Patient Leaflet Updated 21-Mar-2024 | Ranbaxy (UK) Limited a Sun Pharmaceutical Company
Buprenorphine 2 mg and 8 mg sublingual tablets
Buprenorphine 2 mg sublingual tablets
Buprenorphine 8 mg sublingual tablets
Buprenorphine
1. What Buprenorphine is and what it is used for
2. What you need to know before you take Buprenorphine
3. How to take Buprenorphine
4. Possible side effects
5. How to store Buprenorphine
6. Contents of the pack and other information
Buprenorphine belongs to a group of medicines called opioid analgesics (also known as ‘opiates’ or ‘narcotics’). Opioid analgesics, such as morphine or diamorphine (heroin), are often subject to abuse, which can lead to dependence (addiction). If you are addicted to these drugs, you need a regular dose to feel ‘normal’, otherwise you will develop withdrawal symptoms within a day or so of the last dose. Withdrawal symptoms include sweating, feeling hot and cold, runny eyes and nose, feeling or being sick, diarrhoea, stomach cramps, poor sleep and just feeling awful.

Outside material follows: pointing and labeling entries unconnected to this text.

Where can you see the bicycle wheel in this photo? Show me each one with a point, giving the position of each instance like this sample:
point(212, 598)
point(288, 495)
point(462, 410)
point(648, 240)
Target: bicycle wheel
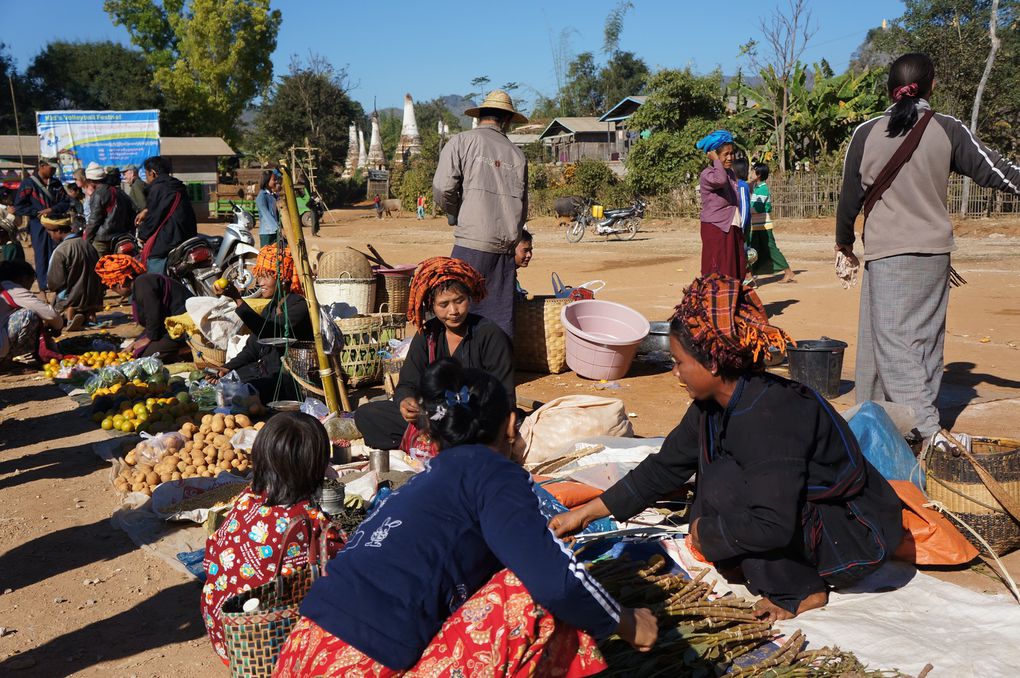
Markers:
point(575, 231)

Buprenorphine is used as a substitution (replacement) treatment in patients who are addicted to opioid drugs such as heroin and morphine. The tablets prevent or reduce the unpleasant withdrawal symptoms experienced when addicts stop using opioid drugs.
Treatment with Buprenorphine may form one aspect of a specialist support programme aimed at resolving opioid addiction.
Treatment with Buprenorphine is intended for use in adults and adolescents aged 15 years or older who have agreed to be treated for addiction.
Talk to your doctor or pharmacist before taking Buprenorphine if you have any of the following illnesses before treatment or if you develop them during treatment, as your doctor may need to reduce your dose of Buprenorphine or you may need extra treatment to control them:
Misuse, abuse and diversion
This medicine can be a target for people who abuse prescription medicines, and should be kept in a safe place to protect it from theft. Do not give this medicine to anyone else. It can cause death or otherwise harm them.
Breathing problems
Some people have died from respiratory failure (inability to breathe) because they misused buprenorphine or took it in combination with other central nervous system depressants such as alcohol, benzodiazepines (medicines used to treat anxiety or sleep disorders) or other opioids.
Dependence
This product can cause dependency.
Withdrawal symptoms
This medicine can cause withdrawal symptoms if you take it less than 4-6 hours after you use a narcotic such as morphine or heroin or less than 24 hours after you use methadone.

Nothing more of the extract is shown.